Mr Hague, who was chief executive of West Coast District Health Board before becoming an MP, warns that Southern District Health Board could face a tough future under the strict formula.

"Ministry officials would come and visit us on the West Coast, and they’d draw a graph on the whiteboard that basically says population-based funding works pretty fairly for DHBs in the middle of the range of sizes.

"[It] doesn’t work for tertiary DHBs, [and it] doesn’t work for the smallest.

"That was in conversation with us. They would never say that publicly.

"Within the sector, it’s well known that that’s the case," Mr Hague told the Otago Daily Times.

With a combination of top-level ‘‘tertiary’’ services and a huge rural area, Southern was not well served by the formula.

"When Southern was formed it combined one of each of the two kinds of DHB that the formula didn’t work very well for."

It was "no surprise at all that Southern ended up with a big deficit that it couldn’t control".

"Adjusters" in the formula — which are frequently cited by the Ministry of Health as making the system fair — were simply not enough to compensate Southern, Mr Hague said.

Mr Hague warned the redevelopment of Dunedin Hospital could be affected by the financial difficulties.

He said the Ministry of Health would factor in what the board could afford in capital charges on the rebuild.

Mr Hague’s view is contrary to the ministry’s stated position, which is that the South’s health needs dictate the hospital design.

"This is a real risk for Dunedin Hospital.

"The result will be that, despite the rhetoric, more people [will] have to be transferred out of the region, to Canterbury in particular," he  said.

Mr Hague, who leaves Parliament next month to be chief executive of Forest and Bird, was known for a strong institutional and political knowledge of the complicated health sector.

He  worked in a bipartisan fashion with National Government ministers to seek gains in areas  such as ACC reform, adoption law, and cycle trails.

He was disappointed that bipartisan co-operation had not happened in health, as he believed he could have contributed towards solving some of the country’s health problems.

"I do believe that a lot of damage has been done [by the National-led Government]."

Mr Hague was greatly concerned by the mental health sector, as it  was under immense strain due to underfunding, he said.

He  was concerned about a lack of direction in health policy generally, and a loss of institutional knowledge and data collection at the Ministry of Health.

Ministry of Health acting director of DHB  performance, John Hazeldine, responding to comments about the funding formula, cited a 2015 review which increased SDHB’s rural adjuster allocation.

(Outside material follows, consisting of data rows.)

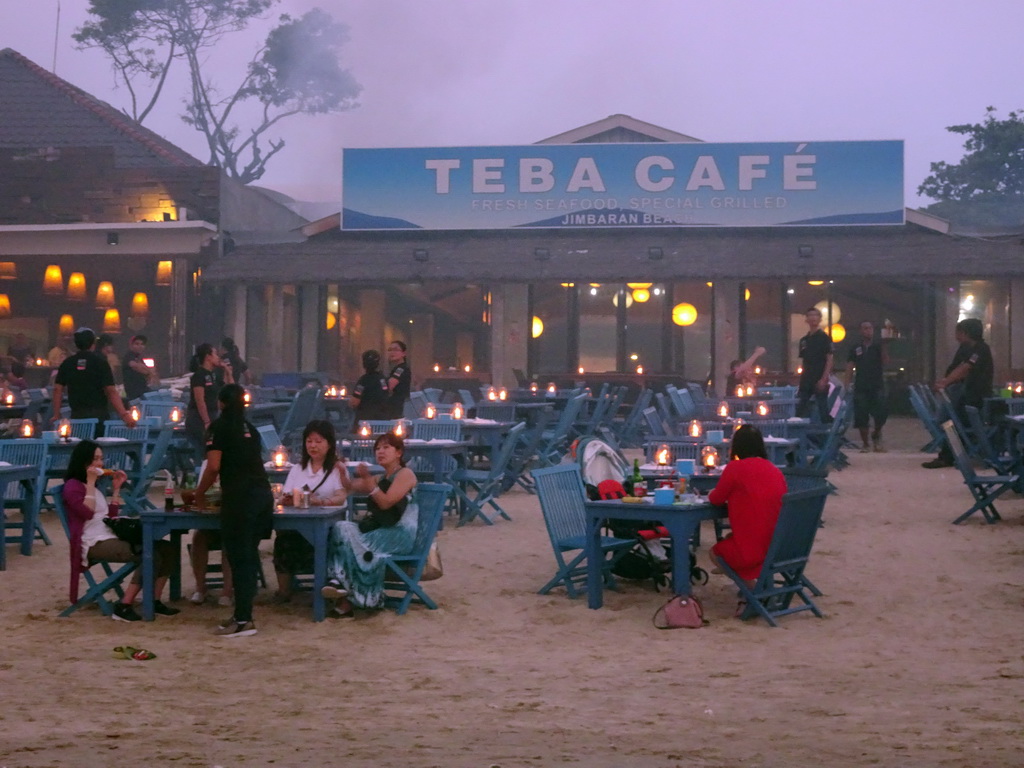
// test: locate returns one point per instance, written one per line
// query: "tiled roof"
(39, 111)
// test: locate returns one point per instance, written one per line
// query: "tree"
(296, 71)
(986, 187)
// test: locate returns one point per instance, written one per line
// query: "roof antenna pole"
(56, 35)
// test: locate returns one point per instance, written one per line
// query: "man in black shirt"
(972, 371)
(89, 382)
(135, 373)
(869, 360)
(816, 352)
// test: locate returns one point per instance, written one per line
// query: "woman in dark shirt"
(233, 453)
(355, 565)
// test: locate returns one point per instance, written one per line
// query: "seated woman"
(92, 540)
(315, 473)
(753, 487)
(355, 556)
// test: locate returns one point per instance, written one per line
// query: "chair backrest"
(496, 411)
(798, 524)
(436, 429)
(84, 429)
(561, 494)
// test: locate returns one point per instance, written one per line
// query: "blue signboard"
(816, 183)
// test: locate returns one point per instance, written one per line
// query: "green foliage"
(295, 71)
(986, 187)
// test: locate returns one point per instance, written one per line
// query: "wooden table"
(313, 523)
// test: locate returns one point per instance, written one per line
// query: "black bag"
(127, 529)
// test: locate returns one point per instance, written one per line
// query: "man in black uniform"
(399, 380)
(972, 370)
(869, 359)
(89, 382)
(816, 352)
(135, 373)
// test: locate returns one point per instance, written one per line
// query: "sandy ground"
(918, 662)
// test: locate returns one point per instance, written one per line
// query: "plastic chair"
(984, 488)
(98, 585)
(402, 572)
(781, 577)
(561, 494)
(486, 485)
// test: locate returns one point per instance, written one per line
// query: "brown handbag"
(680, 611)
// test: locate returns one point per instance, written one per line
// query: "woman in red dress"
(753, 487)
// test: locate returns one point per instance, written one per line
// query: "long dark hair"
(81, 457)
(326, 430)
(748, 441)
(392, 439)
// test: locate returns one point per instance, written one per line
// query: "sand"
(918, 662)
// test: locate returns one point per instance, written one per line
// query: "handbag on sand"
(680, 611)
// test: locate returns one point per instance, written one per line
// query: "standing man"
(972, 370)
(136, 374)
(399, 380)
(89, 382)
(869, 360)
(816, 352)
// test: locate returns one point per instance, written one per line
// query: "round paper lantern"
(684, 314)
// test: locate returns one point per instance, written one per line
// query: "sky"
(451, 73)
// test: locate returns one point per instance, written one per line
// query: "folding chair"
(487, 484)
(402, 572)
(984, 488)
(781, 577)
(98, 584)
(561, 494)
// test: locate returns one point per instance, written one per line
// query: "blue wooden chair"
(24, 451)
(402, 572)
(487, 484)
(984, 488)
(561, 494)
(781, 577)
(98, 584)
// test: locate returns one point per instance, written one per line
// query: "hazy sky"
(514, 72)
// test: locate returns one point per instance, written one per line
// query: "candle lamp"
(709, 458)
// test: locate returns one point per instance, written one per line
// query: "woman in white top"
(315, 473)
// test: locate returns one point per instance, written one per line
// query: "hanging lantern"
(709, 458)
(104, 295)
(684, 314)
(164, 272)
(112, 322)
(76, 287)
(280, 457)
(53, 281)
(139, 305)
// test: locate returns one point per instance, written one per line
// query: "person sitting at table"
(315, 473)
(92, 540)
(753, 487)
(356, 550)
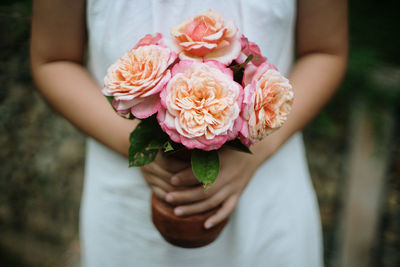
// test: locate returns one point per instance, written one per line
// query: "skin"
(57, 58)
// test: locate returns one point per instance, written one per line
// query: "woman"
(268, 195)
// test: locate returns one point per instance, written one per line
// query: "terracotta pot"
(187, 232)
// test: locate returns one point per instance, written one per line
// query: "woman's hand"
(158, 174)
(236, 170)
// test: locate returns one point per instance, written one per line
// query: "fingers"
(186, 195)
(171, 164)
(201, 206)
(184, 178)
(158, 192)
(154, 180)
(223, 213)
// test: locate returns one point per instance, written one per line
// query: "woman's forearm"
(70, 90)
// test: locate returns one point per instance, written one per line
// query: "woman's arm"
(321, 47)
(57, 51)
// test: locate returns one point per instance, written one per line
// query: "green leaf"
(237, 145)
(205, 166)
(171, 147)
(145, 142)
(110, 99)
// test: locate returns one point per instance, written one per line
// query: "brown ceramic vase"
(186, 232)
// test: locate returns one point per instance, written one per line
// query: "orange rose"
(207, 36)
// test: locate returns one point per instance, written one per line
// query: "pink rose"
(149, 39)
(207, 36)
(267, 102)
(136, 79)
(200, 105)
(251, 67)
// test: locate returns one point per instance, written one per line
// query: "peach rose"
(267, 102)
(200, 105)
(136, 79)
(207, 36)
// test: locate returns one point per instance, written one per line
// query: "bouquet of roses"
(203, 88)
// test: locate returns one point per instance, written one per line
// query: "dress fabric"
(276, 222)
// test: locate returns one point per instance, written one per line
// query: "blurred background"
(353, 148)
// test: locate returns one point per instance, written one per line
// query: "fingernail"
(169, 198)
(178, 212)
(175, 180)
(208, 225)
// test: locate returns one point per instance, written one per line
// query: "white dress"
(276, 222)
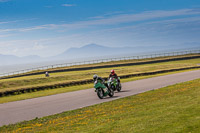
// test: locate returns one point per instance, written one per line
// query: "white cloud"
(111, 20)
(68, 5)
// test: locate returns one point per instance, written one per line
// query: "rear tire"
(100, 93)
(119, 87)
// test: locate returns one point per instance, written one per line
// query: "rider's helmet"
(95, 77)
(112, 72)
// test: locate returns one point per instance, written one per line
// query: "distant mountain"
(11, 59)
(94, 50)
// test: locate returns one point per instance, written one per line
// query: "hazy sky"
(49, 27)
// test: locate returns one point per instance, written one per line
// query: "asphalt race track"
(43, 106)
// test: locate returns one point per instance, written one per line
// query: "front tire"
(100, 93)
(111, 93)
(119, 87)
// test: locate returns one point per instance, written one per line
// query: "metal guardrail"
(103, 60)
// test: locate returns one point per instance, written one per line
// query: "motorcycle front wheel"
(100, 93)
(119, 87)
(111, 93)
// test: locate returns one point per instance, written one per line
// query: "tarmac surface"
(18, 111)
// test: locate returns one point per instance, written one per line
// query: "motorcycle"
(102, 90)
(113, 84)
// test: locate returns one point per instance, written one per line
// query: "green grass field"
(30, 81)
(171, 109)
(16, 83)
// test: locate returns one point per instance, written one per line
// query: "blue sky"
(49, 27)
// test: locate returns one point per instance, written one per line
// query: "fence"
(103, 60)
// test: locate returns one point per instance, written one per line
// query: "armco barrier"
(38, 88)
(105, 66)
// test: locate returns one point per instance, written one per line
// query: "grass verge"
(171, 109)
(24, 96)
(57, 78)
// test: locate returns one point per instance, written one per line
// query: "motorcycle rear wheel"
(100, 93)
(111, 93)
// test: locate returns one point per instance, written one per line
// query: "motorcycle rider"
(114, 75)
(96, 78)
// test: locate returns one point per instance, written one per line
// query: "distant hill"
(11, 59)
(94, 50)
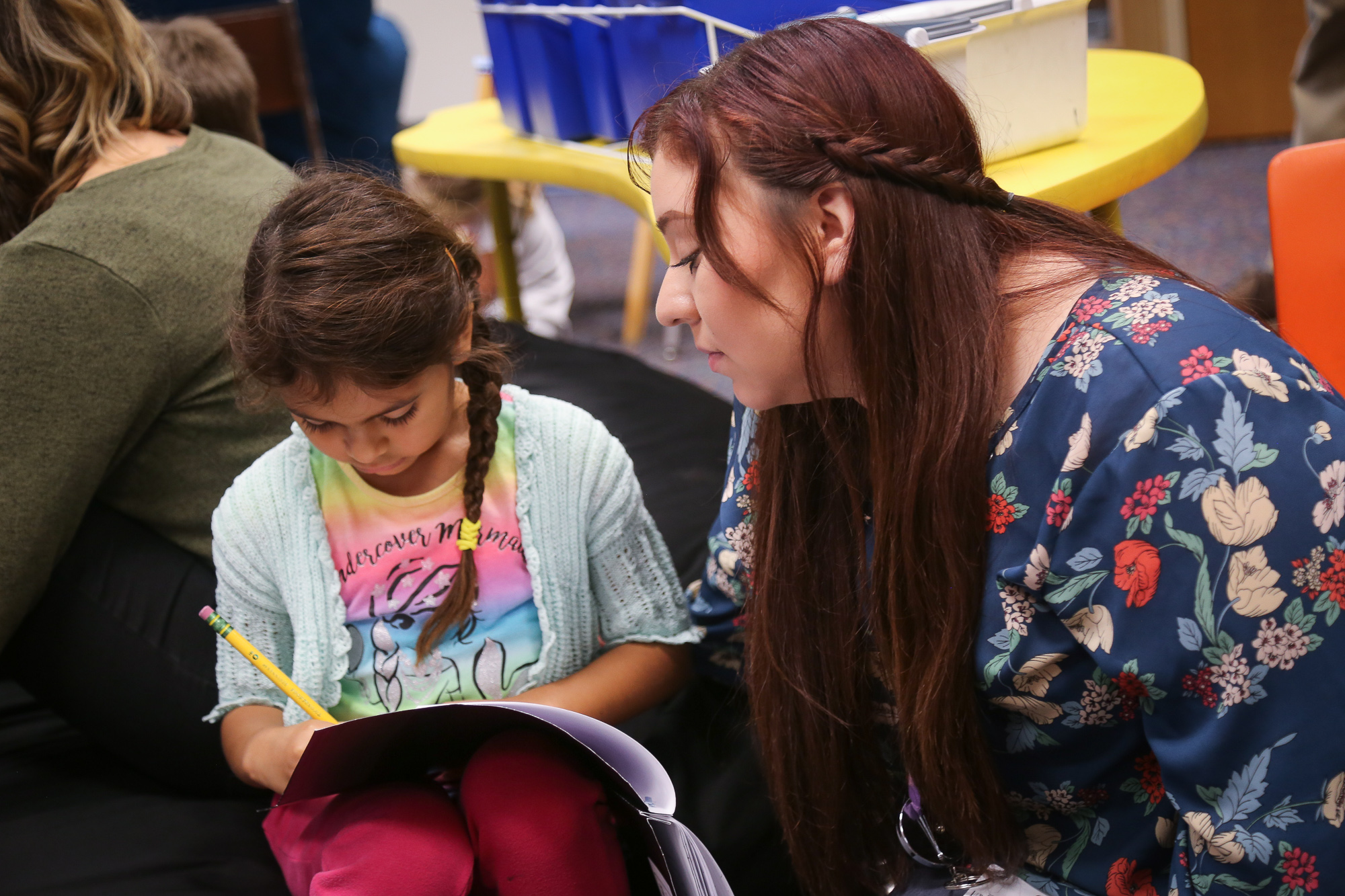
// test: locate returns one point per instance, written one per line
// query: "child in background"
(427, 534)
(215, 72)
(545, 276)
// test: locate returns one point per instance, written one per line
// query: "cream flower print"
(1257, 374)
(1038, 710)
(1079, 446)
(1098, 705)
(1039, 564)
(1231, 674)
(1252, 584)
(1331, 510)
(1334, 805)
(1147, 310)
(1093, 627)
(1042, 841)
(1136, 287)
(1019, 607)
(1036, 674)
(1144, 431)
(1202, 827)
(1278, 646)
(1223, 846)
(1241, 517)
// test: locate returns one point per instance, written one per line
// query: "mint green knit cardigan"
(602, 575)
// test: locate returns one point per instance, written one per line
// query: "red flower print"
(1059, 507)
(1091, 797)
(1334, 577)
(1202, 364)
(1093, 306)
(750, 477)
(1000, 514)
(1137, 571)
(1300, 869)
(1132, 690)
(1128, 879)
(1151, 776)
(1143, 333)
(1145, 501)
(1200, 684)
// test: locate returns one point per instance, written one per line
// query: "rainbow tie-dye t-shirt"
(397, 559)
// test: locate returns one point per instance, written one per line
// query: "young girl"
(424, 536)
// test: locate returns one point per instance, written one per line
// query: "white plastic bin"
(1023, 71)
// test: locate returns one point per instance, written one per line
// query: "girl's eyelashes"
(689, 260)
(406, 419)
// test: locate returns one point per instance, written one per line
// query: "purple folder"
(411, 743)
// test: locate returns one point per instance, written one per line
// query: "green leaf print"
(1265, 456)
(993, 667)
(1191, 542)
(1077, 849)
(1075, 585)
(1241, 885)
(1206, 602)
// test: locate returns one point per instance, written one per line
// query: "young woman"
(123, 236)
(427, 534)
(1043, 538)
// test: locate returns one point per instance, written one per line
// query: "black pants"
(116, 647)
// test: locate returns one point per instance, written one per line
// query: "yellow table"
(1147, 112)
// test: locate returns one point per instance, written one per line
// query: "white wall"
(442, 37)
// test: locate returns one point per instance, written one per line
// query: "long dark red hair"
(806, 106)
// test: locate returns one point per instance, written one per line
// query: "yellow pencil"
(267, 667)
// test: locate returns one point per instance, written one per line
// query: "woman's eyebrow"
(381, 413)
(668, 217)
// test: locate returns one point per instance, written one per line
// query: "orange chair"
(1307, 188)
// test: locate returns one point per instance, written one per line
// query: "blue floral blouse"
(1159, 662)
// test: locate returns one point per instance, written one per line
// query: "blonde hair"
(72, 73)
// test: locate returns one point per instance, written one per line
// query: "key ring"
(961, 877)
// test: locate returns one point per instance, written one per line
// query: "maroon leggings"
(529, 821)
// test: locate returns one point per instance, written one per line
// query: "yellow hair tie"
(467, 534)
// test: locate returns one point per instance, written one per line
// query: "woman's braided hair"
(352, 280)
(484, 374)
(894, 481)
(868, 157)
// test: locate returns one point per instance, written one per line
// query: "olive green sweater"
(115, 377)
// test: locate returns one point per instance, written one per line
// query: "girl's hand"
(262, 749)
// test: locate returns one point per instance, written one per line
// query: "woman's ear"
(833, 210)
(463, 346)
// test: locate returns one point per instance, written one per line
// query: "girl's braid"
(871, 158)
(484, 372)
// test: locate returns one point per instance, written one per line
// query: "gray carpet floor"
(1207, 216)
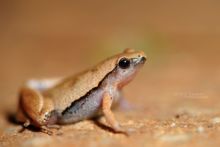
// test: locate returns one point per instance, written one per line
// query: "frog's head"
(127, 65)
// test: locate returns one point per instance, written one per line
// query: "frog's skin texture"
(88, 94)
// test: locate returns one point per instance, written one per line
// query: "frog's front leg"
(109, 116)
(34, 108)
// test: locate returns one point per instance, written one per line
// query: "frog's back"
(73, 88)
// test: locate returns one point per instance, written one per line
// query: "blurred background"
(41, 39)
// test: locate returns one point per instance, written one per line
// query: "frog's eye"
(124, 63)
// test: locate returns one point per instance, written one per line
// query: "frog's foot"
(109, 116)
(57, 127)
(46, 130)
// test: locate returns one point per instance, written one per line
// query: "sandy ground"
(175, 96)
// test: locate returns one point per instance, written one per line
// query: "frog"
(92, 93)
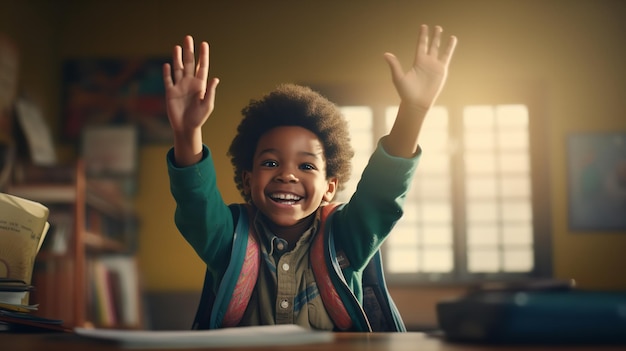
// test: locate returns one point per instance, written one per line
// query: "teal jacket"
(356, 230)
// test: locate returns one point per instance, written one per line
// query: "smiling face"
(288, 180)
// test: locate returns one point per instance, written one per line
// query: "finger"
(202, 70)
(422, 43)
(436, 42)
(447, 54)
(177, 62)
(167, 76)
(188, 57)
(209, 98)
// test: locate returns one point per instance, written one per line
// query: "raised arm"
(418, 89)
(190, 99)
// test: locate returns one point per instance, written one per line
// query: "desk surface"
(342, 342)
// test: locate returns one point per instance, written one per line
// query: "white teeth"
(286, 197)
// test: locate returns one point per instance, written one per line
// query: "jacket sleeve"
(366, 220)
(201, 215)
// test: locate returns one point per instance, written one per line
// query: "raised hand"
(189, 94)
(421, 84)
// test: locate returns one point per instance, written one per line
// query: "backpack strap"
(245, 266)
(330, 297)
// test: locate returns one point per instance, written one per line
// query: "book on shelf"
(114, 291)
(14, 292)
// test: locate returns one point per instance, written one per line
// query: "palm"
(421, 84)
(189, 94)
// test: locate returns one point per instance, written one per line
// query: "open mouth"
(286, 199)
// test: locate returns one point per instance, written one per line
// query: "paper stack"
(23, 227)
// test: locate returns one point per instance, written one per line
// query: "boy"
(288, 256)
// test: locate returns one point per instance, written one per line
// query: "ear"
(245, 177)
(332, 188)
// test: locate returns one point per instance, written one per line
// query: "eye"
(308, 166)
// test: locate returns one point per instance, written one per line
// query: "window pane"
(517, 235)
(479, 140)
(497, 188)
(480, 163)
(437, 260)
(437, 235)
(485, 235)
(483, 187)
(513, 139)
(402, 261)
(512, 116)
(518, 260)
(483, 261)
(437, 212)
(431, 187)
(481, 211)
(515, 186)
(514, 162)
(478, 117)
(403, 236)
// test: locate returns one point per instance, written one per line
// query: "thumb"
(394, 65)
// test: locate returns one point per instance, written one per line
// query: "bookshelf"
(85, 273)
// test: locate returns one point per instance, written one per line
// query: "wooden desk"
(343, 342)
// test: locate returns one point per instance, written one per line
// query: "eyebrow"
(304, 153)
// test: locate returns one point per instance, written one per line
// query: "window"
(474, 210)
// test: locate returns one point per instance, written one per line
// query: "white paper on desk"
(268, 335)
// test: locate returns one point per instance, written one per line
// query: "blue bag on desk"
(560, 316)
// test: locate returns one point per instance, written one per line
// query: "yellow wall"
(571, 50)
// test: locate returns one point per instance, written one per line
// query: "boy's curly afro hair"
(293, 105)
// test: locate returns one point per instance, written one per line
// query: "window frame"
(496, 92)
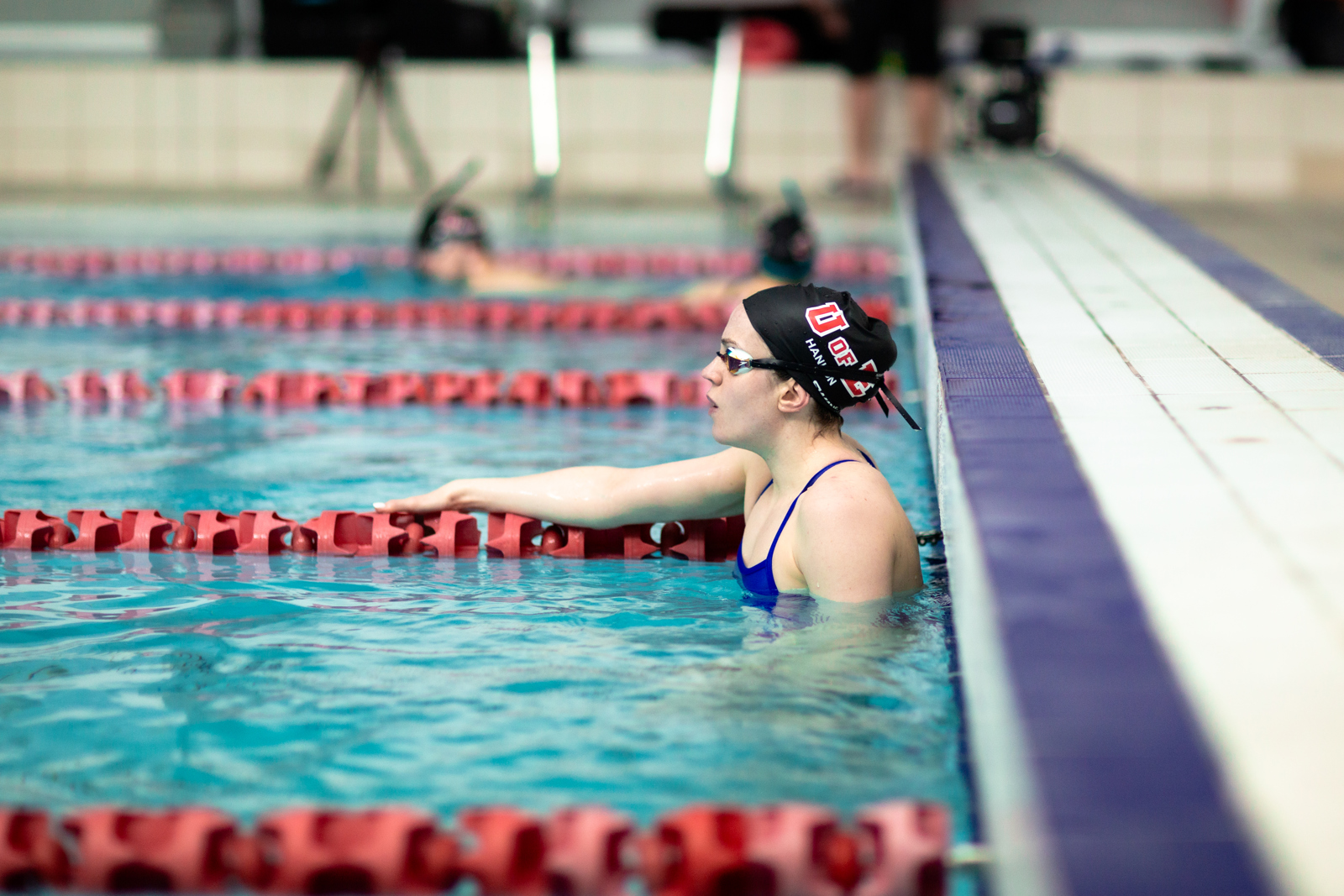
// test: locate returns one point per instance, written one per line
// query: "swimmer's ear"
(793, 398)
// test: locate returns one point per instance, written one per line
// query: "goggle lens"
(736, 360)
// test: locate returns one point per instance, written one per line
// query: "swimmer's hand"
(601, 497)
(450, 496)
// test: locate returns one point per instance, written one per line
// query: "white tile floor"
(1215, 448)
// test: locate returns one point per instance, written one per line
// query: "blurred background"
(1231, 112)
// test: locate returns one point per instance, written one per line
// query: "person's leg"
(860, 53)
(864, 120)
(920, 24)
(924, 102)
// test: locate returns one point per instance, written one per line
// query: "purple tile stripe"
(1129, 792)
(1300, 316)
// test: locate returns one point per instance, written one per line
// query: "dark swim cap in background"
(788, 246)
(822, 338)
(447, 223)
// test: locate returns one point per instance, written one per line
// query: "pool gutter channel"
(1053, 642)
(1005, 789)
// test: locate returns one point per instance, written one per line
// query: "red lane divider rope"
(847, 262)
(312, 389)
(445, 535)
(343, 313)
(894, 848)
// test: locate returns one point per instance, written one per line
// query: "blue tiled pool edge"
(1316, 327)
(1124, 795)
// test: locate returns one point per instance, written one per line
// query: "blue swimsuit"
(759, 579)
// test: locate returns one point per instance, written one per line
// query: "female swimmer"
(820, 519)
(786, 248)
(452, 248)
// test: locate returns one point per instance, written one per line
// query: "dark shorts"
(874, 23)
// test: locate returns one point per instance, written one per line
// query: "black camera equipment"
(373, 34)
(1010, 113)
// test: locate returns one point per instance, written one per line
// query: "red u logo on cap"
(826, 318)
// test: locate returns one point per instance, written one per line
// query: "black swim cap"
(830, 345)
(788, 246)
(445, 224)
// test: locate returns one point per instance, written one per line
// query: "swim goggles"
(739, 362)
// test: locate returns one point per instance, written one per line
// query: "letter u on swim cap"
(820, 335)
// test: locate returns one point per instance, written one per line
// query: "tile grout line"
(1290, 564)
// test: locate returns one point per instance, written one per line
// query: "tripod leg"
(328, 149)
(369, 134)
(400, 123)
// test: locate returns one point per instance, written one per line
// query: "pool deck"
(1140, 445)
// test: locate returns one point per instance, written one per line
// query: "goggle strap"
(898, 405)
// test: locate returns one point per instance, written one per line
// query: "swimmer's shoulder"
(853, 540)
(853, 506)
(754, 469)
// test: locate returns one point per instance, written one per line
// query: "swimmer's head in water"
(788, 246)
(450, 224)
(817, 336)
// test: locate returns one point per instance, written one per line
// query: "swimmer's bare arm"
(855, 544)
(602, 496)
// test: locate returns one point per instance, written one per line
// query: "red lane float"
(585, 262)
(144, 531)
(381, 851)
(291, 389)
(358, 533)
(201, 385)
(34, 531)
(792, 849)
(510, 855)
(312, 389)
(702, 851)
(24, 385)
(120, 385)
(585, 851)
(904, 846)
(176, 851)
(600, 316)
(30, 855)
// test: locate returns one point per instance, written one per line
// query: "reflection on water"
(250, 683)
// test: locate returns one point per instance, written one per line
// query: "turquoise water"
(250, 683)
(255, 683)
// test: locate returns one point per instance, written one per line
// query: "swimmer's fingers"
(428, 503)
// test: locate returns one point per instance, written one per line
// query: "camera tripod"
(374, 93)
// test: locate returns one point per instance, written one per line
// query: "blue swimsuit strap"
(772, 481)
(816, 476)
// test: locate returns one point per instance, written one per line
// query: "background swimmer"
(452, 246)
(788, 250)
(820, 519)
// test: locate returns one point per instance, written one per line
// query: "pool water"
(255, 683)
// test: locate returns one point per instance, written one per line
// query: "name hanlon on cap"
(819, 358)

"Southern DHB’s deficit position is due to long-standing financial issues, which resulted in the board being replaced by a commissioner in June last year," Mr Hazeldine’s statement did not address Mr Hague’s specific point about what ministry officials had told him.

MP Julie Anne Genter has been assigned the health portfolio in a shake-up of positions announced yesterday by the Green Party.

Mr Hague entered Parliament in 2008.